Joaquin Phoenix's attack on Baftas for 'systemic racism' hailed by film industry

Actor’s speech addressing issues of diversity and reputation meets with ‘uncomfortable silence’ – and much praise

Joaquin Phoenix’s powerful broadside against the body that awarded him the best actor prize on Sunday night has met with a chorus of praise across the film industry.

In his speech, Phoenix said he felt conflicted by his victory “because so many of my fellow actors who are deserving don’t have that same privilege”.

He added: “We send a very clear message to people of colour that ‘you’re not welcome here.’”

The all-white acting nominees announced by Bafta last month provoked uproar, with the hashtag #BaftasSoWhite once more trending and some fearing this year’s ceremony might face a boycott.

“I don’t think anybody wants a handout or preferential treatment,” continued Phoenix. “People just want to be acknowledged and appreciated and respected for their work.

“I’m ashamed to say that I’m part of the problem, because I’ve not ensured that the sets I’ve worked on are inclusive.

He added: “We have to do the hard work to truly understand systemic racism.

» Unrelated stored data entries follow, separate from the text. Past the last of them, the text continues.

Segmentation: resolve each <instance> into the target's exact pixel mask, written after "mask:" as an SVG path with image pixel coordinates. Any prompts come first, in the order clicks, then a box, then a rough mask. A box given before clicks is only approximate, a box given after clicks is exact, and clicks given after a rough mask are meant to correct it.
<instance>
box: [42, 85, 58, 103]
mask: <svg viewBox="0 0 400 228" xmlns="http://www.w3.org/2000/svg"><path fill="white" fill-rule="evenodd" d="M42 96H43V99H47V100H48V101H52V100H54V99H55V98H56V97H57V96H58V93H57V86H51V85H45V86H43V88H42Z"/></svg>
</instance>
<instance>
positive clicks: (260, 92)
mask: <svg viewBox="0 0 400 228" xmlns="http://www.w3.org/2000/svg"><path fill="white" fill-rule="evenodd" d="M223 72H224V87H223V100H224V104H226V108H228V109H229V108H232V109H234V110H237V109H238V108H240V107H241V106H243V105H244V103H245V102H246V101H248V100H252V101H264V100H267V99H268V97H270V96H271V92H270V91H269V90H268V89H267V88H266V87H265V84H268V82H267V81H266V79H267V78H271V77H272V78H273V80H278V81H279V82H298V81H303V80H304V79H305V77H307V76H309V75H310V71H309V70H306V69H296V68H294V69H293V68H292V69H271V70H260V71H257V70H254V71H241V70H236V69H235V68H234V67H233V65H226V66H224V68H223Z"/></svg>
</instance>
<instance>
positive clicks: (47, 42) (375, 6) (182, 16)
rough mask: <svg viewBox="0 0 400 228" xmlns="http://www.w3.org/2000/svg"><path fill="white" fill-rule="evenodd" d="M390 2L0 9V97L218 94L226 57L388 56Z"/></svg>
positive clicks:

It is the obligation of the people who have created and benefit from the system of oppression to be the ones to dismantle it. So that’s on us.”

Phoenix’s words were met by what Lulu Wang – the director of Chinese-American drama The Farewell, which was nominated for best original screenplay – called “an uncomfortable silence … for a long noticeable moment”.

The Great Hack’s Carole Cadwalladr, the Observer reporter, also expressed admiration for Phoenix’s use of the podium to put forward uncomfortable views. Across Twitter, the actor’s speech was hailed variously as pertinent, essential and the most important moment of the evening.

Phoenix, 45, who is the frontrunner to take the best actor Oscar next Sunday, spent the morning of the Baftas campaigning for a meat-free world with protesters on Tower Bridge.

Earlier in the evening, both host Graham Norton and awards presenter Rebel Wilson took aim at the lack of diversity being celebrated.

Norton called 2019 “the year when white men finally broke through”, and referred to Phoenix’s film Joker – which led the pack with 11 nominations – as “the story of a white man who makes himself even whiter”.

In his closing remarks, Prince William, Bafta’s president, alluded to the controversy, saying that, not for the first time, “we find ourselves talking again about the need to do more to ensure diversity in the sector and the awards process. That simply cannot be right in this day and age.”

One of the evening’s most popular winners was Micheal Ward, the Top Boy and Blue Story actor who won the rising star award.

Meanwhile, Korea’s Bong Joon-ho took two gongs, including best original screenplay, while adapted screenplay went to Jojo Rabbit’s Taika Waititi, who is of Maori descent.